Rob Sheffield writes for Rolling Stone and has a few other books out that are pop culture and music driven. I remembered him as one of the talking heads for those I Love the 80’s and I Love the 90’s!! shows because I rarely (if ever) agreed with his taste in music and he reminded me of those guys who stand around the record store arguing about the most obscure bands on the planet. I can see him walking into the record store in Stephen Frears’ High Fidelity, going head to head with Rob, Dick and Barry, because that movie is pretty much a documentary on life in an independent record store. But I digress. What I am trying to say is that I’m not sure why I picked up this book in the first place.
Rob is a music obsessed grad student in Charlottesville, working as a DJ at the college radio station when he meets the beautiful and vibrant Renee. Though he is a an introvert and consummate record geek who would rather stay at home with his music, he soon finds himself falling in love with her. Then he does what those of his ilk are compelled to do: he makes her a mix tape. I’m not bagging on the dude, because my husband and I were big mix tape makers back in the day. And we still have those cassettes, even though there have been times when we no longer had the equipment to play them.
I believe when you are making a mix, you’re making history. You ransack the vaults, you haul off all the junk you can carry, and you rewire all your ill-gotten loot into something new. You go through the as artist’s entire career, zero in on that one moment that makes you want to jump up and dance and smoke bats and bite the heads off drugs. And then you play that one moment over and over.

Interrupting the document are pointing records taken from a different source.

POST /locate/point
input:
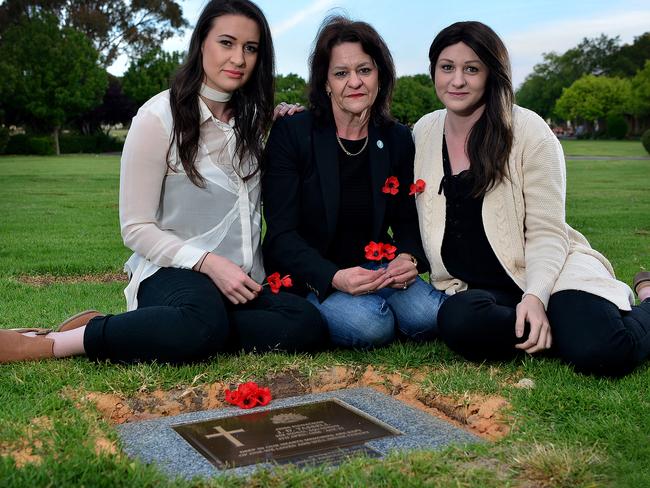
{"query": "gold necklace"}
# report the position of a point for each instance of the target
(348, 152)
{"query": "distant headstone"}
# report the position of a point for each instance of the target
(310, 429)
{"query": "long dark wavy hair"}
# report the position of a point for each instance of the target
(336, 30)
(490, 140)
(252, 104)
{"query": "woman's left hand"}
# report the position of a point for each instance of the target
(284, 108)
(403, 271)
(531, 310)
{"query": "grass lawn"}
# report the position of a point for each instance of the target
(60, 227)
(603, 148)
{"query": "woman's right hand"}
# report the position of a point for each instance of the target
(284, 108)
(359, 281)
(236, 285)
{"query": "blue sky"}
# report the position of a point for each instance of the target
(528, 28)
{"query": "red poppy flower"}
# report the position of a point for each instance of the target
(263, 396)
(248, 395)
(286, 281)
(391, 185)
(388, 251)
(275, 282)
(233, 397)
(374, 251)
(417, 187)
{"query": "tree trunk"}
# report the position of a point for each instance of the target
(55, 134)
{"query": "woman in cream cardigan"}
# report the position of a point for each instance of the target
(493, 225)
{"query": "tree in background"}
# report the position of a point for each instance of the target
(113, 26)
(290, 88)
(640, 103)
(630, 58)
(49, 74)
(413, 97)
(544, 86)
(592, 98)
(116, 108)
(150, 74)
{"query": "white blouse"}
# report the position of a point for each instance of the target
(170, 222)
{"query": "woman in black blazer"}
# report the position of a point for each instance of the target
(329, 190)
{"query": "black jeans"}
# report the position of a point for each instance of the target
(588, 331)
(182, 316)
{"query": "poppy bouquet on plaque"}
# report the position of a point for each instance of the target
(248, 395)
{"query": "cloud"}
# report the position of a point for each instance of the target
(526, 47)
(315, 8)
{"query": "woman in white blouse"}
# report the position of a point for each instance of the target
(190, 211)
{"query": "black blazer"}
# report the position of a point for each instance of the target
(300, 191)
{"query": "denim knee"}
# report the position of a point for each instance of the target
(361, 322)
(416, 310)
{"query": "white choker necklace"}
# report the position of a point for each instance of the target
(214, 95)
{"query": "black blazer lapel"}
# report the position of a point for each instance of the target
(326, 158)
(379, 171)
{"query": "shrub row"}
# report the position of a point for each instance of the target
(68, 143)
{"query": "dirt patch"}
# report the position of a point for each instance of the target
(26, 450)
(482, 415)
(47, 279)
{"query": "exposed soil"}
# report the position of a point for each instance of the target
(483, 415)
(47, 279)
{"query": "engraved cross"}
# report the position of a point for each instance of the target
(227, 435)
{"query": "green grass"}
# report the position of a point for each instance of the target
(59, 217)
(603, 148)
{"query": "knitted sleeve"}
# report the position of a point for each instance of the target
(545, 229)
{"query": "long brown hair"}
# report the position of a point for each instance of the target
(252, 104)
(490, 139)
(336, 30)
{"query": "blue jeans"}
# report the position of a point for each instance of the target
(366, 321)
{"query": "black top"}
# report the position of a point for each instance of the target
(301, 191)
(354, 226)
(466, 251)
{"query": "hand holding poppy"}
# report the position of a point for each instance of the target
(417, 187)
(231, 280)
(360, 281)
(403, 270)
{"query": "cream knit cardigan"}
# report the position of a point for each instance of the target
(523, 216)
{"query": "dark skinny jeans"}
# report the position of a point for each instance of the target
(588, 331)
(182, 316)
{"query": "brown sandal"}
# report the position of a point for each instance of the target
(78, 320)
(641, 280)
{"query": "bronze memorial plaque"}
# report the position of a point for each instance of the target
(312, 433)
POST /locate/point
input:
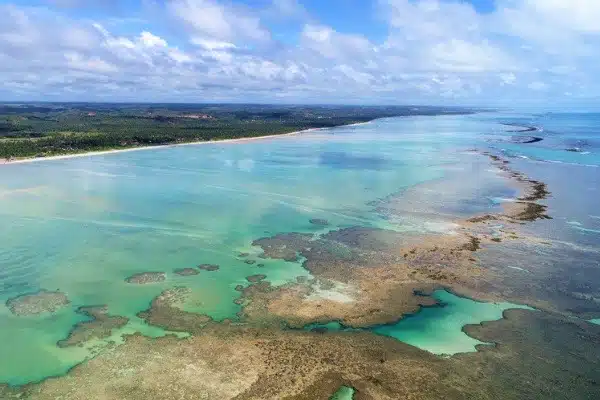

Each chapter begins with the track listing of a particular mix tape that illustrates life and relationship with Renee and it’s a pretty good jumping off point for his musings. Sure, there were some ramblings that I didn’t care about (the entire Jackie Kennedy chapter had me yawning) and the incessant pop culture references could tiptoe to the very edge of tiresome. What saves this book is the raw emotion of love and loss. Rob and Renee have only been together for five years when she stands up from her sewing machine and falls down dead, from what he later learns was a pulmonary embolism. Using the music that they shared and that he encounters once she is gone, he’s got to figure out how to be in a world without her, because love is a mix tape.